The 32nd Virginia Infantry Regiment was an infantry regiment raised in Virginia for service in the Confederate States Army during the American Civil War. It fought mostly with the Army of Northern Virginia.

The 32nd Virginia was formed in May, 1861, by consolidating Montague's and Goggin's Infantry Battalions. Its members were from Hampton and Williamsburg and the counties of Warwick, James City, and York. Three companies were accepted into service as artillery and were transferred to the 1st Virginia Artillery.

After its reorganization in May, 1862, the unit operated with only seven companies. At the Battle of Williamsburg two companies fought under General Pryor, then the regiment was attached to General Semmes' and Corse's Brigade. It participated in many conflicts from the Seven Days' Battles to Fredericksburg, moved with Longstreet to Suffolk, and later served in the Department of Richmond and in North Carolina. Returning to Virginia it was active at Drewry's Bluff and Cold Harbor, took its place in the Petersburg trenches north and south of the James River, they saw action on the Chickahominy (May 1864), at Cold Harbor (June), on the Petersburg Campaign (to April 1865), and ended the war at Appomattox.

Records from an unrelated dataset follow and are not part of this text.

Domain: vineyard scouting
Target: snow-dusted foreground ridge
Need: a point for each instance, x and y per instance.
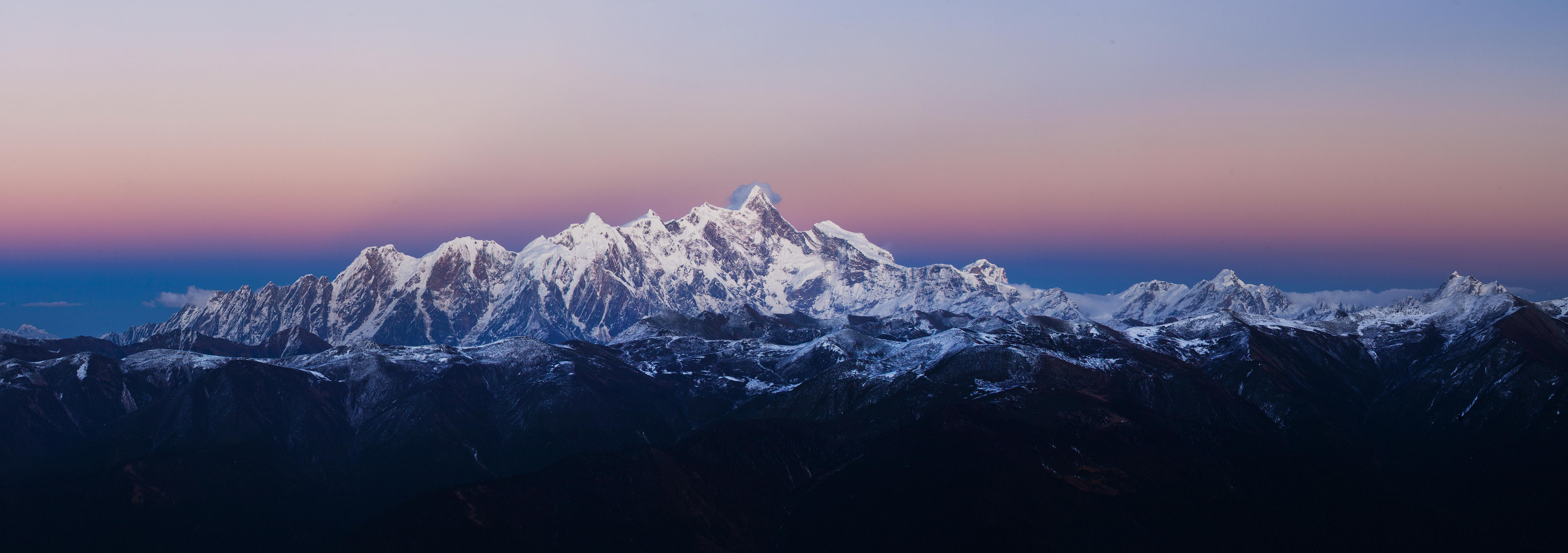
(595, 279)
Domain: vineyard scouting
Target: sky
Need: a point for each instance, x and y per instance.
(153, 146)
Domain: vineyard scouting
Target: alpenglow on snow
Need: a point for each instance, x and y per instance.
(593, 281)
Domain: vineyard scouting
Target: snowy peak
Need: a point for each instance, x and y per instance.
(1459, 284)
(27, 331)
(832, 231)
(987, 270)
(1227, 278)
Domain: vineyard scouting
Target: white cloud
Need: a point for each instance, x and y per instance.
(190, 297)
(1097, 307)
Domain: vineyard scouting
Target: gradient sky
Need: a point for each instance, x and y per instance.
(1082, 145)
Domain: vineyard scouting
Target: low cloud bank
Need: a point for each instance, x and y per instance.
(1097, 307)
(1349, 298)
(739, 196)
(190, 297)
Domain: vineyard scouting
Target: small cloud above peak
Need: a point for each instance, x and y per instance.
(190, 297)
(739, 196)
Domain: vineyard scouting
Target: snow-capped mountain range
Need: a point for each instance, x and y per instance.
(595, 279)
(27, 331)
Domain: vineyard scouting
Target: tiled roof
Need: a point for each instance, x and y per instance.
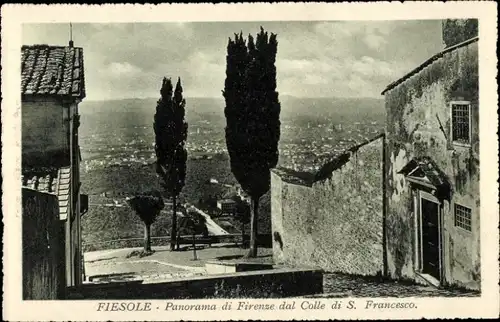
(428, 62)
(425, 169)
(307, 178)
(55, 181)
(52, 70)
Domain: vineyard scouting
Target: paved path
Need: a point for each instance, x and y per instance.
(162, 263)
(212, 226)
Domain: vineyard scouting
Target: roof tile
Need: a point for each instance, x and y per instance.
(52, 70)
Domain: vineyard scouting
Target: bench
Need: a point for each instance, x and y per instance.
(198, 241)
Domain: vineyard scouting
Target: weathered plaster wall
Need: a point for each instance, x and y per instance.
(335, 224)
(416, 109)
(43, 247)
(44, 132)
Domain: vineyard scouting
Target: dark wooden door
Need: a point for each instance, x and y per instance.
(430, 238)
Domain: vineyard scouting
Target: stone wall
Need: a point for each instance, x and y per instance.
(335, 221)
(271, 283)
(418, 124)
(44, 132)
(43, 247)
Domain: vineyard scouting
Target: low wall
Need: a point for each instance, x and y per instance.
(263, 240)
(43, 247)
(333, 220)
(276, 283)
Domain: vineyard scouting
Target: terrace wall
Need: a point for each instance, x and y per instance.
(334, 222)
(43, 247)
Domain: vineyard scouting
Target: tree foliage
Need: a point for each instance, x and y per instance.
(252, 115)
(170, 138)
(147, 206)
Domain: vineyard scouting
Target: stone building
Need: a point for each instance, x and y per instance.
(331, 218)
(432, 165)
(52, 86)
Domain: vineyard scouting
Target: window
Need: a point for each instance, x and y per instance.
(463, 217)
(460, 122)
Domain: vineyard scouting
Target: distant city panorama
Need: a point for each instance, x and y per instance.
(313, 130)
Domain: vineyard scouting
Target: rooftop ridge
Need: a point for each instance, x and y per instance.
(428, 62)
(308, 178)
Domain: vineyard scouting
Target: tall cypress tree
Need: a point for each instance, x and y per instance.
(170, 139)
(252, 117)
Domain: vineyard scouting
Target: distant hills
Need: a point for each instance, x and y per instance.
(290, 106)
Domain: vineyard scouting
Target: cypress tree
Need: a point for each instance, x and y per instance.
(147, 206)
(252, 117)
(170, 138)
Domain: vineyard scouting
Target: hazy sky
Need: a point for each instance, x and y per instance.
(328, 59)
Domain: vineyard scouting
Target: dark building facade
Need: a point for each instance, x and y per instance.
(431, 172)
(52, 86)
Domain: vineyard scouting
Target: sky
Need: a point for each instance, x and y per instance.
(314, 59)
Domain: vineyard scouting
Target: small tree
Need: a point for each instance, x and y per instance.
(147, 207)
(171, 155)
(242, 214)
(252, 117)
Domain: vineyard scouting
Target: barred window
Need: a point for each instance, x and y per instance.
(463, 217)
(460, 122)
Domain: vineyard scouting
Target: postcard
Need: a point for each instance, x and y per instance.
(250, 161)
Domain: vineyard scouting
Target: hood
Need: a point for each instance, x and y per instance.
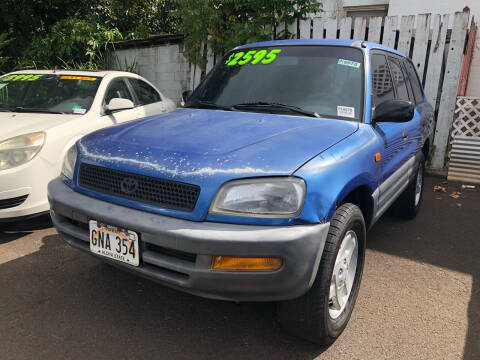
(15, 124)
(191, 144)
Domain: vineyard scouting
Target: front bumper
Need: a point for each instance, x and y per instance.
(178, 253)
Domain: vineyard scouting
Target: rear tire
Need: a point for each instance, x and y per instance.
(408, 204)
(323, 312)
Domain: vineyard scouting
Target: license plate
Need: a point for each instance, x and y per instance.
(114, 243)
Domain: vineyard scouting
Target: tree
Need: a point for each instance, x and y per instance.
(222, 25)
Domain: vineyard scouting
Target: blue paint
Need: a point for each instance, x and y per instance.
(210, 147)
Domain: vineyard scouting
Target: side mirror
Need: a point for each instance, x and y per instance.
(117, 104)
(185, 96)
(393, 111)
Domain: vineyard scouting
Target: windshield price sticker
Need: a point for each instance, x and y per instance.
(350, 63)
(262, 56)
(21, 77)
(72, 77)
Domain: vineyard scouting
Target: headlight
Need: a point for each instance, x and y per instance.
(20, 149)
(266, 197)
(69, 162)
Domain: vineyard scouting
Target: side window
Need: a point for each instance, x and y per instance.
(399, 79)
(382, 87)
(416, 87)
(145, 93)
(118, 89)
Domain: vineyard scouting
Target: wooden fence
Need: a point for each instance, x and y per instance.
(422, 37)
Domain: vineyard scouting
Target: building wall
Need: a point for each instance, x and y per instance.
(163, 65)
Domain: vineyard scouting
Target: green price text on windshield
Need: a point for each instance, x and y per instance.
(253, 57)
(21, 77)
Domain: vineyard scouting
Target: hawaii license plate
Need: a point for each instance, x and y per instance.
(114, 243)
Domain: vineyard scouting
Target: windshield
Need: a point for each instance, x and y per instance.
(48, 93)
(320, 80)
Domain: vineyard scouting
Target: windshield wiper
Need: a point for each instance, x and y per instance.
(264, 104)
(34, 110)
(210, 105)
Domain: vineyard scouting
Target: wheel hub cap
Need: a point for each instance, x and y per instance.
(343, 274)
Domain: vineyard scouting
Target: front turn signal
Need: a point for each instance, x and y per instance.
(230, 263)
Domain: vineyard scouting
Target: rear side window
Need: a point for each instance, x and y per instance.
(145, 93)
(117, 89)
(382, 86)
(399, 79)
(416, 87)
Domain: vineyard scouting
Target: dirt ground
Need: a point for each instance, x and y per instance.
(419, 299)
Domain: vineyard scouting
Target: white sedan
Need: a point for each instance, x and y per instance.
(42, 113)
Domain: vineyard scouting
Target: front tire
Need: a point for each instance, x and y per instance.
(323, 312)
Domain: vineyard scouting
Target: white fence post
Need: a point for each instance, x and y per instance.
(359, 28)
(405, 38)
(318, 25)
(346, 28)
(390, 31)
(449, 89)
(331, 27)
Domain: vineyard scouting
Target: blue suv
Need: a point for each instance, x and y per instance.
(263, 185)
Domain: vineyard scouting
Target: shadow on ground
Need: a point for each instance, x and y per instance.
(445, 234)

The regiment reported 1 wounded at Savage's Station, had 2 killed and 4 wounded at Malvern Hill, and sustained 72 casualties of the 158 engaged at Sharpsburg. Some were captured at Sayler's Creek, and 5 officers and 42 men were included in the surrender.

The field officers were Colonels Benjamin S. Ewell and Edgar B. Montague; Lieutenant Colonels John B. Cary and William R. Willis; and Majors James M. Goggin, Baker P. Lee, Jr., and Jefferson Sinclair.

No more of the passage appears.